The Hawks have agreed to sign Howard, an unrestricted free agent, to a three-year, $71 million contract, according to Yahoo Sports and ESPN.com. The 30-year-old Howard averaged 13.7 PPG, 11.8 RPG and 1.6 BPG while earning $22.4 million for the Rockets last season. After Houston suffered through a lackluster season and a disappointing first-round exit, Howard turned down a $23.3 million player option to enter free agency. His new contract represents a modest per-year raise over his option number and is reportedly fully guaranteed with no options.
For Howard, this homecoming is the latest opportunity to reclaim a career that has largely failed to deliver on its early promise. With injuries complicating his stops with the Lakers and Rockets, Howard will return to the calmer waters of the Eastern Conference, where he stands a good chance of making his first All-Star team since 2014. In Atlanta, Howard will join a Hawks team that has made the playoffs for nine straight years and possesses a strong frontcourt anchor in Paul Millsap.
In light of the recent Jeff Teague trade and the uncertain future of free agents Al Horford and Kent Bazemore, Howard is joining a squad that could look very different from last season, when it won 48 games and advanced to the second round of the playoffs. If Horford re-signs, the Howard/Horford/Millsap frontline would instantly become one of the NBA’s biggest and most talented frontline trios. If Horford departs, Howard and Millsap would make for a natural inside/outside tandem. While Howard is five years removed from his peak production years in Orlando, he’s still a reliable double-double producer who should see his numbers bump up in Atlanta against the East’s weaker competition.
Ultimately, Howard’s success in Atlanta will come down to his ability to find an offensive role that’s large enough to keep him happy without being too big to cut into his team’s flow and efficiency. The Hawks have constructed an unselfish, pass-heavy attack in recent years, and Howard will need to fit into that framework without devolving too often into post-up opportunities that fail to produce points. The good news for Hawks coach Mike Budenholzer is that Howard is coming off a season in which he attempted just 8.5 shots per game and took a major backseat to James Harden. Finding more touches and looks for Howard shouldn’t be all that difficult.
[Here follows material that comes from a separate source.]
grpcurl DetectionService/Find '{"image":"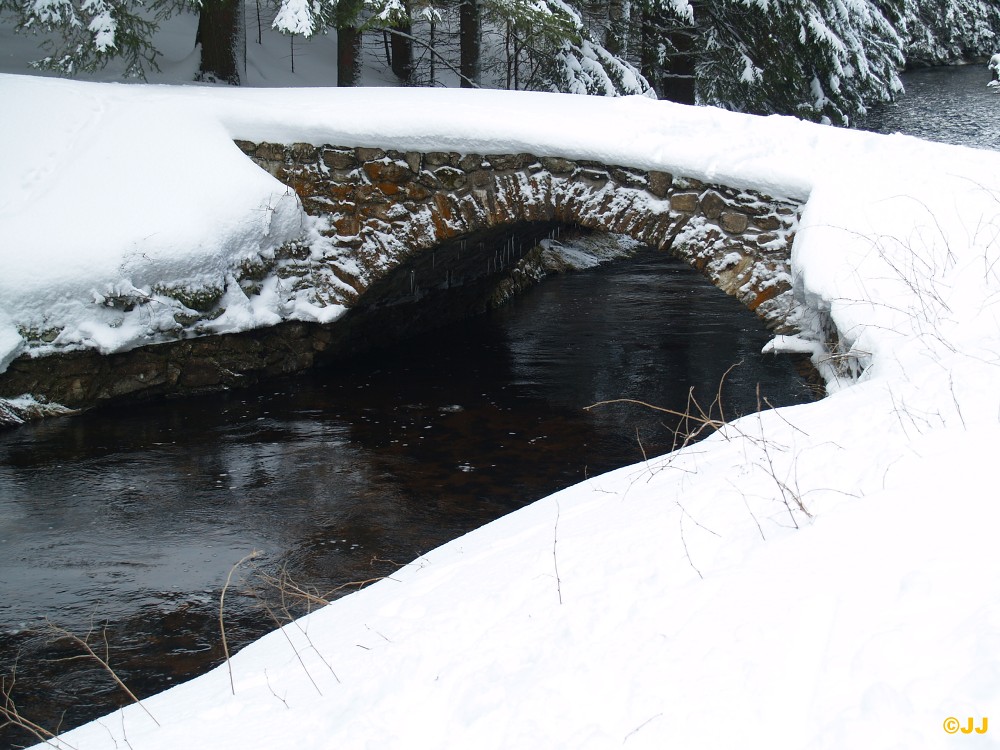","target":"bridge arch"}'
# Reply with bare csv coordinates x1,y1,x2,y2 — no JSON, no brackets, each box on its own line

On the defensive end, Howard is still capable of being an impact-making backline presence, at least when he’s motivated and engaged. He made his presence felt throughout the 2014 and 2015 playoffs, helping Houston make a surprising trip to the Western Conference finals, and he’s still capable of overpowering smaller opponents on the glass and in the paint.
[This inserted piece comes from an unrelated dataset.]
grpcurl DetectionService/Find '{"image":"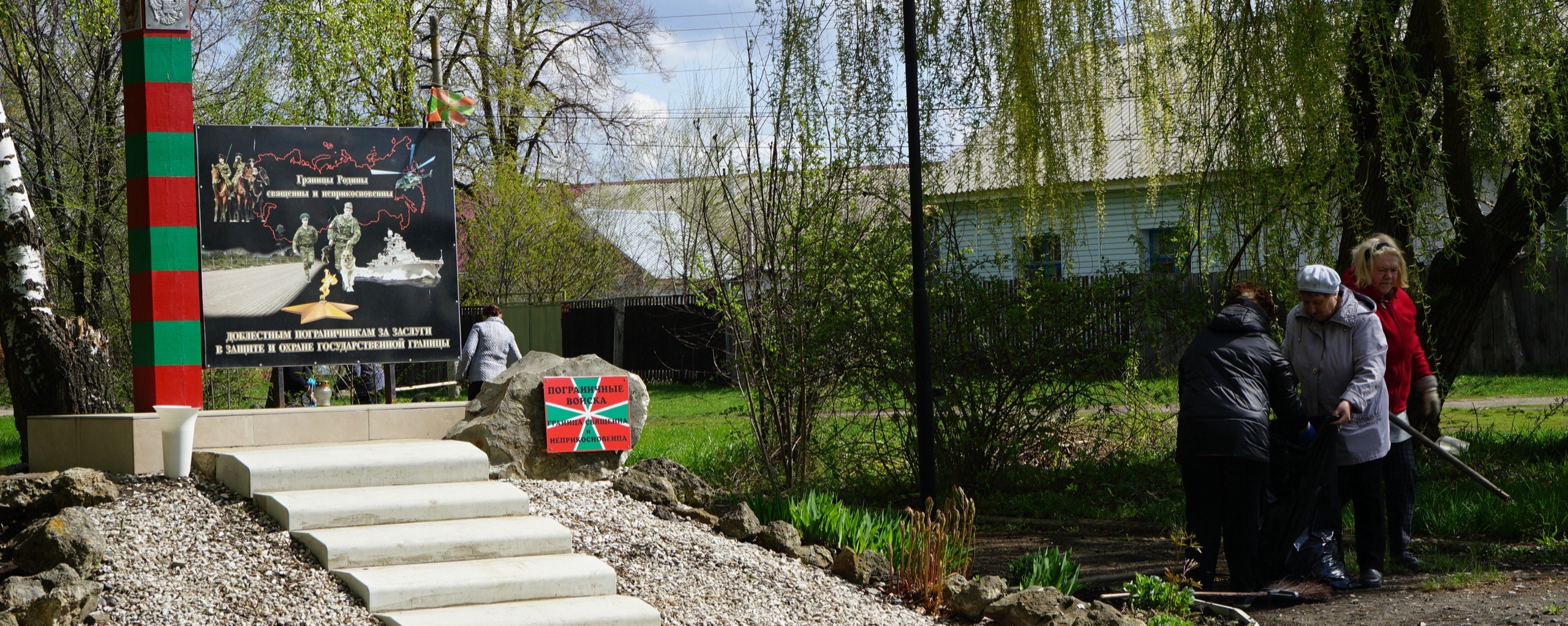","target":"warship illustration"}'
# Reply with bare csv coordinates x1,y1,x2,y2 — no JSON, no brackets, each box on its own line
355,231,447,287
Although Howard missed half of the 2014–15 season with knee issues, he returned to play 71 games while playing 32-plus minutes per game last season. The Rockets battled chemistry issues all season long, the Harden/Howard pairing never meshed perfectly from a basketball or personality standpoint and a change of scenery was desperately needed. That new scenery just happens to be home.
Critics will point to Howard’s easygoing personality and injury concerns as red flags when it comes to assessing this deal. Those critiques have merit, but this was nevertheless a move worth pursuing for the Hawks, who scored a notable victory by keeping the term length to three years. That’s true whether Howard’s arrival coincides with Horford’s departure. If Horford does leaves, Howard helps keep the franchise afloat in the short-term and neatly fills what would have been a massive positional hole. If Horford stays, the Hawks will sport an overloaded frontline that should be capable of playing elite team defense while posing matchup problems for teams that want to go small. For a Hawks franchise that has been stuck in the “good but not great” category for years, taking a three-year chance on Howard doesn’t really feel all that risky.